Trouble interpreting a custom language.

Started by
8 comments, last by deus.ex.nova 11 years, 4 months ago
This problem has been driving me insane. I am trying to figure out how to interpret a simple, custom language. Basically I need to feed a text file that has the code, and then tokenize and execute the code accordingly. Here are the rules of the language:

  • START and FINISH blocks define different levels of scope.
  • COM represents single line comments.
  • VAR indicates a variable declaration (i.e. VAR myVariable). Variables and their values are stored in a hash table.
  • PRINT Prints to the console either the value of a variable (e.g. PRINT myVariable) or the result of an expression (e.g. PRINT myVariable + 25).
  • Expressions are limited unary and binary arithmetic, and values are integers.
  • All tokens are separated by a space or newline.
  • Operators include:

    • Assignment " = " (e.g. myVariable = 15)
    • Increment " ++ " (e.g. myVariable ++)
    • Decrement " -- " (e.g. myVariable --)
    • Addition " + "
    • Subtraction " - "
    • Multiplication " *"
    • Division " / "
    • Modulo " % "
    • Power/Exponent " ^ "


I'm having trouble figuring out how I should handle tokens that operate in different ordering, like PRINT myVar vs. thirdVar = firstVar * secondVar (where the operators lie between the operands). Lately I've been trying to recursively execute a function (returns an int) that does a different operation depending on the token that is extracted, but I run into some problems of tracking what the operand was preceding an multiplication operator.

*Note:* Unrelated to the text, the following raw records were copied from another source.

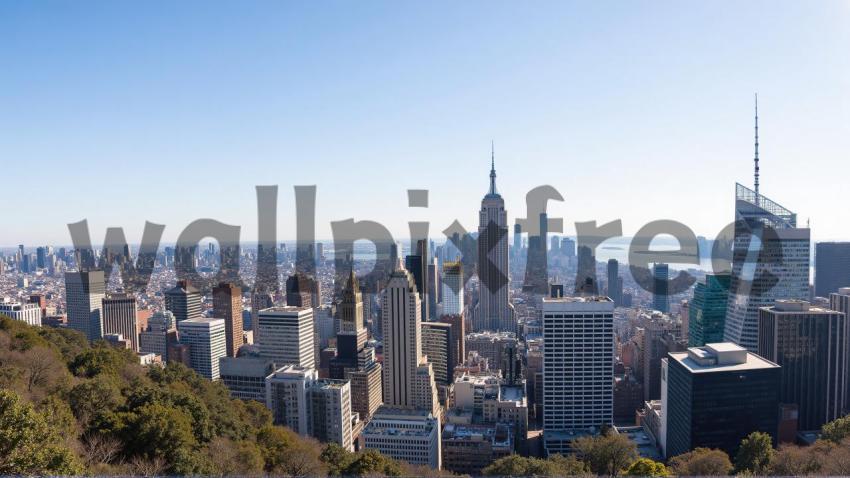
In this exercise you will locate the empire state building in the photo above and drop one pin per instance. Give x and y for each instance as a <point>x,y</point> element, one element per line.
<point>494,311</point>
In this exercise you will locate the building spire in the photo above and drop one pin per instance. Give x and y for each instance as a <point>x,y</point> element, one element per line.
<point>492,168</point>
<point>756,157</point>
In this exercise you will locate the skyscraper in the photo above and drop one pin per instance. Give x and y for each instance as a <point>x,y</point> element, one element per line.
<point>615,284</point>
<point>578,368</point>
<point>184,301</point>
<point>770,260</point>
<point>119,317</point>
<point>494,311</point>
<point>714,396</point>
<point>84,293</point>
<point>207,344</point>
<point>707,310</point>
<point>227,305</point>
<point>408,379</point>
<point>452,288</point>
<point>300,289</point>
<point>660,298</point>
<point>811,346</point>
<point>286,335</point>
<point>832,267</point>
<point>437,346</point>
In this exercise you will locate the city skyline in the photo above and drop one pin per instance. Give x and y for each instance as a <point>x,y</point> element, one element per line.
<point>593,108</point>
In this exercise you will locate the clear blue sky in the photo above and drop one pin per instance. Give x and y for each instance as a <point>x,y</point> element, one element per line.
<point>120,112</point>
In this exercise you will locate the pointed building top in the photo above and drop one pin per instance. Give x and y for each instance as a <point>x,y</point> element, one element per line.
<point>492,191</point>
<point>756,157</point>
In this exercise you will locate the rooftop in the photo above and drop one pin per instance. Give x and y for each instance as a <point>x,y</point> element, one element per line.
<point>720,357</point>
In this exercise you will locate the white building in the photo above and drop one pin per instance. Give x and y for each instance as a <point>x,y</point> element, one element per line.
<point>207,341</point>
<point>452,293</point>
<point>408,377</point>
<point>119,317</point>
<point>84,292</point>
<point>404,434</point>
<point>286,396</point>
<point>25,312</point>
<point>578,368</point>
<point>286,335</point>
<point>494,310</point>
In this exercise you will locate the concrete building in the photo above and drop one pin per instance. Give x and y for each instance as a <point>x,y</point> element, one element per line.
<point>468,449</point>
<point>832,267</point>
<point>184,301</point>
<point>437,346</point>
<point>286,335</point>
<point>452,291</point>
<point>811,346</point>
<point>227,305</point>
<point>408,377</point>
<point>716,395</point>
<point>494,310</point>
<point>404,434</point>
<point>578,368</point>
<point>245,377</point>
<point>207,344</point>
<point>120,317</point>
<point>84,293</point>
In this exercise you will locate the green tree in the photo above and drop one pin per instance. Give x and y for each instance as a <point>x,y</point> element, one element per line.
<point>836,430</point>
<point>701,461</point>
<point>647,467</point>
<point>606,454</point>
<point>336,458</point>
<point>371,462</point>
<point>754,454</point>
<point>27,445</point>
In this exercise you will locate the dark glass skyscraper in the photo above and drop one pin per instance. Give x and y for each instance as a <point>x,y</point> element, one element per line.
<point>832,267</point>
<point>716,395</point>
<point>810,344</point>
<point>661,277</point>
<point>707,310</point>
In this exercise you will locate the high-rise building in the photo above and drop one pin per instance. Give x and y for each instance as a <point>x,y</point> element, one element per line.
<point>245,377</point>
<point>120,317</point>
<point>404,434</point>
<point>26,312</point>
<point>159,335</point>
<point>770,259</point>
<point>660,294</point>
<point>300,289</point>
<point>832,267</point>
<point>452,288</point>
<point>578,368</point>
<point>408,378</point>
<point>494,310</point>
<point>615,283</point>
<point>707,310</point>
<point>811,345</point>
<point>437,345</point>
<point>458,332</point>
<point>329,412</point>
<point>286,335</point>
<point>286,396</point>
<point>227,305</point>
<point>207,344</point>
<point>840,302</point>
<point>84,292</point>
<point>311,406</point>
<point>184,301</point>
<point>714,396</point>
<point>496,347</point>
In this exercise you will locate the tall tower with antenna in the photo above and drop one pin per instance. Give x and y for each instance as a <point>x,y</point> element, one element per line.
<point>756,157</point>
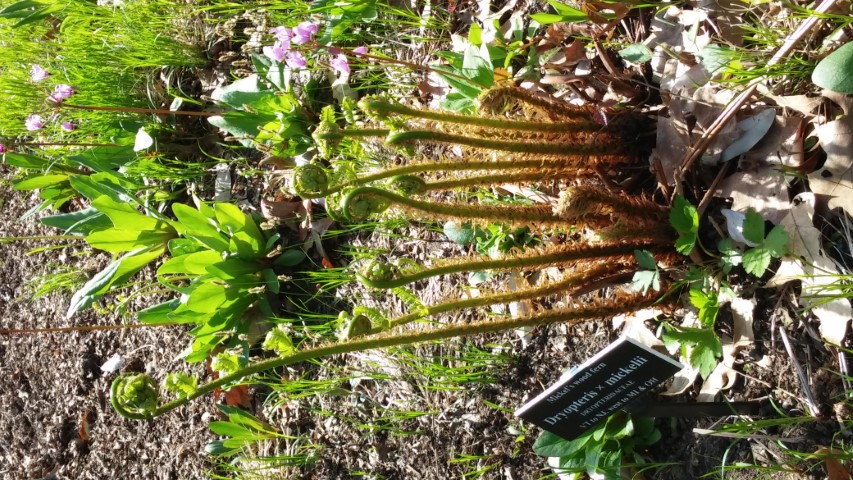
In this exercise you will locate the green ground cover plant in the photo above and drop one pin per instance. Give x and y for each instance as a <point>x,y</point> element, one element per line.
<point>104,168</point>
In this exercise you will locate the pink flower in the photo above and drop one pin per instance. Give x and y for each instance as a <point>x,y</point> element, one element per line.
<point>61,92</point>
<point>340,64</point>
<point>303,32</point>
<point>295,60</point>
<point>38,73</point>
<point>283,34</point>
<point>277,52</point>
<point>34,122</point>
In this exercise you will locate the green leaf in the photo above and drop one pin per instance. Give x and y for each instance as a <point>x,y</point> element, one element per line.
<point>21,160</point>
<point>731,256</point>
<point>756,260</point>
<point>246,246</point>
<point>180,383</point>
<point>124,216</point>
<point>207,298</point>
<point>683,216</point>
<point>835,71</point>
<point>232,268</point>
<point>232,220</point>
<point>218,448</point>
<point>278,341</point>
<point>551,445</point>
<point>708,306</point>
<point>459,233</point>
<point>290,258</point>
<point>753,227</point>
<point>706,346</point>
<point>645,259</point>
<point>777,242</point>
<point>228,429</point>
<point>636,53</point>
<point>117,240</point>
<point>157,314</point>
<point>685,243</point>
<point>115,273</point>
<point>225,363</point>
<point>80,222</point>
<point>241,92</point>
<point>199,227</point>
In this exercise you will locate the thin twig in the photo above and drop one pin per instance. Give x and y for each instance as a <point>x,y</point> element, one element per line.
<point>810,401</point>
<point>730,110</point>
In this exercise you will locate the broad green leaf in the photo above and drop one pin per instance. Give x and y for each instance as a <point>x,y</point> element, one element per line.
<point>21,160</point>
<point>225,363</point>
<point>246,246</point>
<point>271,280</point>
<point>80,222</point>
<point>116,273</point>
<point>756,260</point>
<point>124,216</point>
<point>189,264</point>
<point>104,183</point>
<point>645,259</point>
<point>183,246</point>
<point>706,346</point>
<point>731,255</point>
<point>233,220</point>
<point>753,227</point>
<point>196,225</point>
<point>207,298</point>
<point>40,181</point>
<point>117,240</point>
<point>157,314</point>
<point>777,242</point>
<point>228,429</point>
<point>290,258</point>
<point>243,125</point>
<point>685,243</point>
<point>683,216</point>
<point>232,268</point>
<point>636,53</point>
<point>708,306</point>
<point>218,448</point>
<point>550,445</point>
<point>278,341</point>
<point>241,92</point>
<point>835,71</point>
<point>180,383</point>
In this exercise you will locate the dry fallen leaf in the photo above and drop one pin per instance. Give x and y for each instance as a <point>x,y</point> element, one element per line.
<point>835,470</point>
<point>764,190</point>
<point>635,326</point>
<point>723,376</point>
<point>808,264</point>
<point>835,180</point>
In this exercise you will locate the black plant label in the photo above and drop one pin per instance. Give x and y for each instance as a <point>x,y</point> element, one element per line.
<point>613,379</point>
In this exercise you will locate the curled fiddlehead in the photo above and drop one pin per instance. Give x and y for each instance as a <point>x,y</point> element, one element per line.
<point>408,184</point>
<point>310,181</point>
<point>360,203</point>
<point>134,395</point>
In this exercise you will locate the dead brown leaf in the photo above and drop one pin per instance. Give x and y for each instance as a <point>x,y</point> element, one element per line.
<point>834,182</point>
<point>764,190</point>
<point>809,264</point>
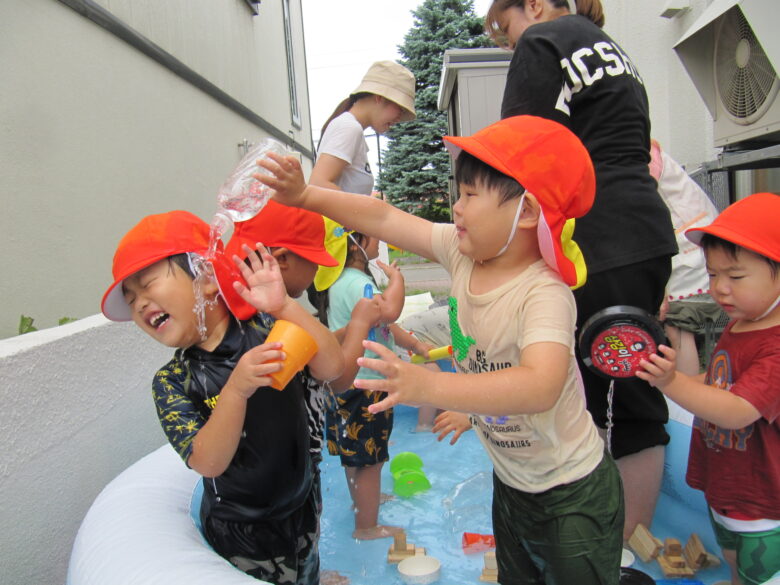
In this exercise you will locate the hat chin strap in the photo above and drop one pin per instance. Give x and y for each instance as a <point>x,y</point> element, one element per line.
<point>769,310</point>
<point>512,232</point>
<point>351,237</point>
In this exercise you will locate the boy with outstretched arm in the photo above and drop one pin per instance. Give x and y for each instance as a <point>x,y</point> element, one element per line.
<point>557,501</point>
<point>735,444</point>
<point>249,442</point>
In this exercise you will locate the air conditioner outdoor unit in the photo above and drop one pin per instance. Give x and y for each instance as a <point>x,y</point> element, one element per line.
<point>732,55</point>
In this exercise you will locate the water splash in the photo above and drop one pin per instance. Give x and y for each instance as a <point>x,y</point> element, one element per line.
<point>240,198</point>
<point>203,273</point>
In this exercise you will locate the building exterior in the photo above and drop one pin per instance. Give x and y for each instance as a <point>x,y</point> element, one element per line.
<point>114,109</point>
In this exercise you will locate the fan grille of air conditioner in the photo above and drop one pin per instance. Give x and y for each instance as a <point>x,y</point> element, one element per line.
<point>745,79</point>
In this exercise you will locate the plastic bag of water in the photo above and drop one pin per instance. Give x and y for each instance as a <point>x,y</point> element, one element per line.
<point>241,196</point>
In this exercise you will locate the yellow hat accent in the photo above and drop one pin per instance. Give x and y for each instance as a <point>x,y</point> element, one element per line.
<point>336,245</point>
<point>572,251</point>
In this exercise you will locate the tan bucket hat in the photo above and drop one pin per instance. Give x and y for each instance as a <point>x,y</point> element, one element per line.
<point>392,81</point>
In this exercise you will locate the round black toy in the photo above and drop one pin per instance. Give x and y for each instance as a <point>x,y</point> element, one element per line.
<point>613,341</point>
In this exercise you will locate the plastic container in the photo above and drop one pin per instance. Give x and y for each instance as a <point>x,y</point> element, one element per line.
<point>298,346</point>
<point>616,339</point>
<point>474,543</point>
<point>241,196</point>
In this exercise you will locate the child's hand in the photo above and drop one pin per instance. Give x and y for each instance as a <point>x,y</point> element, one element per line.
<point>404,383</point>
<point>265,289</point>
<point>422,348</point>
<point>451,422</point>
<point>659,371</point>
<point>288,181</point>
<point>366,312</point>
<point>252,370</point>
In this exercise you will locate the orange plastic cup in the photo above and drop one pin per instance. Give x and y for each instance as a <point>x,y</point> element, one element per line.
<point>297,344</point>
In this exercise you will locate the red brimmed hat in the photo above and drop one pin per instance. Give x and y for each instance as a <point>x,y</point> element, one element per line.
<point>160,236</point>
<point>752,223</point>
<point>278,226</point>
<point>552,164</point>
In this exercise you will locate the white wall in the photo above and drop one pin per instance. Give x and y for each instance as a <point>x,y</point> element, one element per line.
<point>76,410</point>
<point>94,134</point>
<point>680,122</point>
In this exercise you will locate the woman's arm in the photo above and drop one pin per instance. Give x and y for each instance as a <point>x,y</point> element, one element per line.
<point>327,171</point>
<point>367,215</point>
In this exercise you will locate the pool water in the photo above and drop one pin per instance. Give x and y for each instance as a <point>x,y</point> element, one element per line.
<point>459,501</point>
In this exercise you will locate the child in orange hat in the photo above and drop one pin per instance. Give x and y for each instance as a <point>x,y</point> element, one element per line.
<point>557,500</point>
<point>248,441</point>
<point>736,437</point>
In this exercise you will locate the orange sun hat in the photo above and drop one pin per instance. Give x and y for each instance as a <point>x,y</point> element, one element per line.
<point>279,226</point>
<point>160,236</point>
<point>552,164</point>
<point>752,223</point>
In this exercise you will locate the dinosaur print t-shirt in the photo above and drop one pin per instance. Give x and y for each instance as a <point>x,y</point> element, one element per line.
<point>533,452</point>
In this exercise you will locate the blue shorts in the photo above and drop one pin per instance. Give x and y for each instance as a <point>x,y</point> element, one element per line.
<point>358,437</point>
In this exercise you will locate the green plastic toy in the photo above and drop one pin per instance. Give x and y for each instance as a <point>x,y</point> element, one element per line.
<point>408,476</point>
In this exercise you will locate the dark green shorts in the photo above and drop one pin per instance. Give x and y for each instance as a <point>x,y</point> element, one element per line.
<point>758,553</point>
<point>572,533</point>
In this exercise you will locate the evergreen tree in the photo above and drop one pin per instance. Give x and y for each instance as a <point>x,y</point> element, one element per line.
<point>415,165</point>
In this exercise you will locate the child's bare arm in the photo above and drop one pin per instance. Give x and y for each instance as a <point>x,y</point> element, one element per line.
<point>448,422</point>
<point>393,297</point>
<point>365,315</point>
<point>532,387</point>
<point>367,215</point>
<point>713,404</point>
<point>215,444</point>
<point>408,341</point>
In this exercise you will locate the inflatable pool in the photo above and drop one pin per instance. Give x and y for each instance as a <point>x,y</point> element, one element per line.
<point>140,529</point>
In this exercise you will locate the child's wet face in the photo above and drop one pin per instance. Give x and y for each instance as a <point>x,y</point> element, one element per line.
<point>482,224</point>
<point>162,298</point>
<point>743,286</point>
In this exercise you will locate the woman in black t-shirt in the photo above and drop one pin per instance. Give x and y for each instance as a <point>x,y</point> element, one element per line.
<point>565,68</point>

I also had the idea of pushing tokens that I extract onto 2 separate stacks - one for keywords/operators and the other for variable and literal values. Then after tokenizing the line of code, the program would continuously pop a keyword/operator off the stack and execute an "if" block that matched that token. I can't exactly remember what problems I encountered with this approach, because I obviously didn't use it.

Is there a better way to structure the interpreter, assuming that I cannot use 3rd-party libraries like boost? This problem has been plaguing me for the past 2 days... sad.png
Advertisement
The hardest part of this is evaluating expressions. The usual solutions are:
A) Convert to reverse polish notation (the algorithm is not hard to find) and execute using a stack-based machine (if you have used HP calculators or programmed the 8087 FPU you'll get a good idea of how this works).
B) Write a recursive-descent parser.
C) Use a parser generator, like bison or yacc. I am sure there are newer ones, but I am a dinosaur. ;)
D) Use Boost.Spirit.

You already said you can't use D, and it sounds like C might not be acceptable either. B is a great exercise and I strongly recommend you go that route. If you try it and have trouble with it, post your attempt and I can help you fix it.

By the way, why the restriction of not using third-party libraries? Homework?

A) Convert to reverse polish notation (the algorithm is not hard to find) and execute using a stack-based machine (if you have used HP calculators or programmed the 8087 FPU you'll get a good idea of how this works).

I never considered converting expressions to reverse polish form. I have created a reverse polish calculator before. This might be an option.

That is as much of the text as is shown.